Os CTT vão entrar para o mercado no próximo dia 5 de Dezembro e deverão passar a integrar o PSI-20 aquando da revisão trimestral da composição do índice. A nova cotada irá ter a maior taxa de retorno accionista, além de um nível de endividamento reduzido. Por outro lado, tem oportunidades de crescimento que podem colmatar a deterioração das receitas do correio tradicional, refere o banco de investimento numa nota de análise divulgada esta segunda-feira, 25 de Novembro.

 

Assim, os analistas dizem que os títulos dos CTT são “atractivos no médio prazo e suportam a nossa visão moderadamente favorável à participação nesta operação”, lê-se na nota de análise. “Não obstante, o intervalo de preços excessivamente largo retira algum interesse a esta operação”, conclui a nota de investimento.

 

O Big refere que o intervalo indicativo para o preço a que serão vendidas as acções pode representar um potencial de valorização de 19% face ao justo-valor que o banco atribui aos títulos. Isto, no caso destas serem colocadas ao valor mais baixo. No outro extremo do intervalo, o potencial de perdas é de 11%. O valor a que serão vendidos os títulos dos CTT será determinado no dia 3 de Dezembro, depois de as ordens de compra se tornarem definitivas.

 

A equipa de analistas do Big refere ainda que os CTT confrontam-se com um problema de quebra das receitas, devido ao menor tráfego de correio normal. Uma evolução que é parcialmente compensada pelo crescimento do correio expresso mas que irá obrigar a empresa a procurar outras fontes de crescimento. A área financeira pode constituir uma oportunidade, dada a confiança do público na empresa.

 

Recentemente, o Reino Unido privatizou a empresa de serviços postais Royal Mail e viu os títulos valorizarem mais de 70% em pouco mais de um mês desde a estreia em bolsa, lembram os analistas. Ainda assim, “importa não olvidar que importantes desafios se colocam no caminho dos CTT, nos próximos anos”, referem os analistas.

 

A empresa terá de procurar responder à diminuição das receitas e de ter flexibilidade para se adaptar ao novo “paradigma postal imposto pela globalização”. Estes, são “factores críticos para o sucesso estratégico da empresa, e por conseguinte, para a sustentável criação de valor”, conclui o banco de investimento.

 
Os CTT em números
A venda dos CTT a preços que correspondem aos valores mínimo, médio e máximo do intervalo de preços determinado pelo Estado vai permitir comprar acções a diferentes múltiplos.
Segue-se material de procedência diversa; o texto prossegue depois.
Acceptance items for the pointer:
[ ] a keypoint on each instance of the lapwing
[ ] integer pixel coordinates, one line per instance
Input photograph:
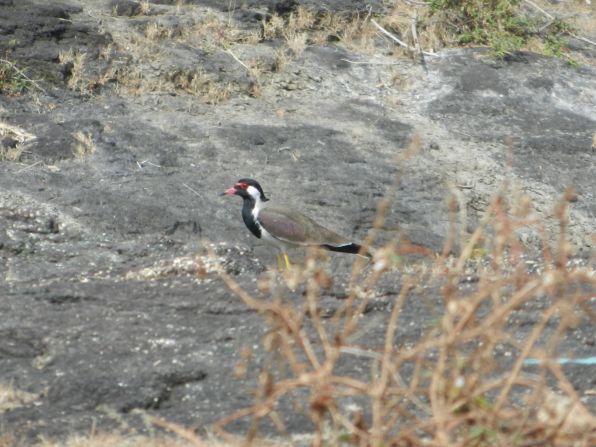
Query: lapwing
(284, 227)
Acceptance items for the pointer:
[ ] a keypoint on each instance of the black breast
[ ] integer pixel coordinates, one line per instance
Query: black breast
(249, 219)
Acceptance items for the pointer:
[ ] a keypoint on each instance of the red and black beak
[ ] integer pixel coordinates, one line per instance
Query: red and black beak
(229, 192)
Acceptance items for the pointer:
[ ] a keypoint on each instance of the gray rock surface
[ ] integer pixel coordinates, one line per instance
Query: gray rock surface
(102, 311)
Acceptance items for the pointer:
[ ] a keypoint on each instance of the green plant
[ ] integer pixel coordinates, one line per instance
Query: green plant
(12, 80)
(496, 23)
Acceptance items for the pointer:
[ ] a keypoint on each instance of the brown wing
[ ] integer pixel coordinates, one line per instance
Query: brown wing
(296, 228)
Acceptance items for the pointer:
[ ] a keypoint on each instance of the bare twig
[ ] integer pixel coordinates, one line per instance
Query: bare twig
(395, 39)
(231, 53)
(188, 187)
(538, 8)
(26, 168)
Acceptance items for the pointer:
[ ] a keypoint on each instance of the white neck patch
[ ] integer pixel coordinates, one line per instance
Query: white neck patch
(254, 192)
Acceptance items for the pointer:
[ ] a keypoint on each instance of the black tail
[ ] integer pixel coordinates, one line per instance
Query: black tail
(348, 248)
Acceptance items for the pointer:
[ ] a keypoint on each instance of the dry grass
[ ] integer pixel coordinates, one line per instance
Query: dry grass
(76, 60)
(11, 398)
(450, 386)
(83, 145)
(19, 139)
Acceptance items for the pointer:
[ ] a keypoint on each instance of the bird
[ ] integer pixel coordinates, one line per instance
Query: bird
(284, 227)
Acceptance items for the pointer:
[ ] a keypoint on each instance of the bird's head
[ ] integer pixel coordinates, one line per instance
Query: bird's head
(247, 189)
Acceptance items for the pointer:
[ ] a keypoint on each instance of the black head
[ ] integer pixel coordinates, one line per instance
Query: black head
(247, 188)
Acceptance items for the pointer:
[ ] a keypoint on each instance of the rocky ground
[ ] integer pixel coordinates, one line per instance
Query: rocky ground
(143, 113)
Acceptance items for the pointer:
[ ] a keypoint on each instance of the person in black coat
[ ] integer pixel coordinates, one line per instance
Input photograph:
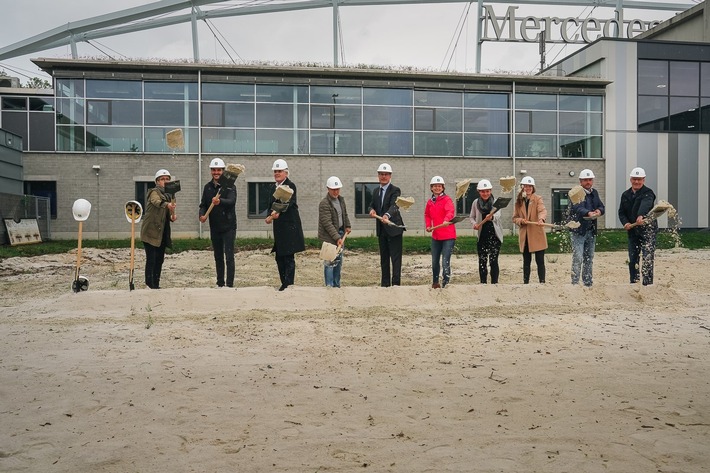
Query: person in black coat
(288, 231)
(636, 202)
(389, 237)
(223, 222)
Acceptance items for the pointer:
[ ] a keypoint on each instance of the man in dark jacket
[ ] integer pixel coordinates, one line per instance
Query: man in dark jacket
(636, 202)
(288, 231)
(223, 221)
(389, 236)
(584, 237)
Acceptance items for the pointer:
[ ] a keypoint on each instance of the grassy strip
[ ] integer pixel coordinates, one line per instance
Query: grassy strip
(608, 240)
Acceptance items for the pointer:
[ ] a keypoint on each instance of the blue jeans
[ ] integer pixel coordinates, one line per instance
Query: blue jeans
(441, 250)
(582, 257)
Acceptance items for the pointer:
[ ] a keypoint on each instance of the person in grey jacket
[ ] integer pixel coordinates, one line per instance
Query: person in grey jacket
(584, 237)
(333, 225)
(155, 229)
(490, 232)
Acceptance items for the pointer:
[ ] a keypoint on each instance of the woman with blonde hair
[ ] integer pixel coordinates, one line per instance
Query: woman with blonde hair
(529, 214)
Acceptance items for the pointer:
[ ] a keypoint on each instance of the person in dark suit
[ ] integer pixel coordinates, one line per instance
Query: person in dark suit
(389, 237)
(288, 231)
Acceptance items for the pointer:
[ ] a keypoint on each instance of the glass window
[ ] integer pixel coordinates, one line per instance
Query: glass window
(436, 98)
(113, 139)
(653, 77)
(70, 88)
(273, 115)
(684, 114)
(282, 93)
(224, 140)
(387, 118)
(685, 78)
(491, 121)
(387, 96)
(438, 144)
(70, 138)
(393, 143)
(170, 113)
(113, 89)
(363, 197)
(228, 92)
(258, 196)
(282, 141)
(171, 90)
(336, 142)
(653, 113)
(482, 144)
(581, 103)
(535, 102)
(70, 111)
(336, 95)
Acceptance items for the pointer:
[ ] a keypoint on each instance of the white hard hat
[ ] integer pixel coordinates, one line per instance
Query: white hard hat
(384, 167)
(333, 183)
(484, 184)
(279, 165)
(162, 172)
(216, 163)
(638, 172)
(81, 209)
(527, 181)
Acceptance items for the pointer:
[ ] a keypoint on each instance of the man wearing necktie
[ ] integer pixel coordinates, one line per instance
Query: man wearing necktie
(389, 236)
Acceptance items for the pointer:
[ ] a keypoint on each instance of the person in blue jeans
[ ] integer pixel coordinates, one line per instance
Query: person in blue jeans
(584, 237)
(636, 202)
(333, 225)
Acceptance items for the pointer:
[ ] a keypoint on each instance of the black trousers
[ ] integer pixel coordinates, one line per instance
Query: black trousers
(223, 248)
(390, 259)
(154, 257)
(287, 269)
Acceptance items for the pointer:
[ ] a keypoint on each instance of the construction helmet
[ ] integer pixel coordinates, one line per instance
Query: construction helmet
(217, 163)
(384, 167)
(483, 185)
(333, 183)
(279, 165)
(638, 172)
(527, 181)
(81, 209)
(162, 172)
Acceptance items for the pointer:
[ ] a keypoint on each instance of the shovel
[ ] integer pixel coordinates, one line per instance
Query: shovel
(134, 212)
(172, 187)
(656, 212)
(226, 180)
(554, 226)
(81, 210)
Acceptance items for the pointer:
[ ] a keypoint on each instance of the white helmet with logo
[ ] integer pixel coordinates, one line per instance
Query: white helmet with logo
(484, 184)
(384, 167)
(216, 163)
(638, 172)
(527, 181)
(161, 173)
(279, 165)
(333, 183)
(81, 209)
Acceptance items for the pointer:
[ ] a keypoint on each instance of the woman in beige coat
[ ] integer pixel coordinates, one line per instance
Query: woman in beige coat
(529, 212)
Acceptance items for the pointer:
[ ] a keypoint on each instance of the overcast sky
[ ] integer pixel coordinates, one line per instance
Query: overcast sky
(421, 36)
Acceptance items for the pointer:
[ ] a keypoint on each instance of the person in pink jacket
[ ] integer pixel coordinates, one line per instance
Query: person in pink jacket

Se o Estado optar por colocar as acções a um preço inferior a 5,25 euros, o múltiplo do resultado previsto para 2013 sobre o preço (PER Est. 2013) ficará aquém dos 14,3 verificados para as pares do sector.
 
 
 

 

 

 

Nota: A notícia não dispensa a consulta da nota de “research” emitida pela casa de investimento, que poderá ser pedida junto da mesma. O Negócios alerta para a possibilidade de existirem conflitos de interesse nalguns bancos de investimento em relação à cotada analisada, como participações no seu capital. Para tomar decisões de investimento deverá consultar a nota de “research” na íntegra e informar-se junto do seu intermediário financeiro.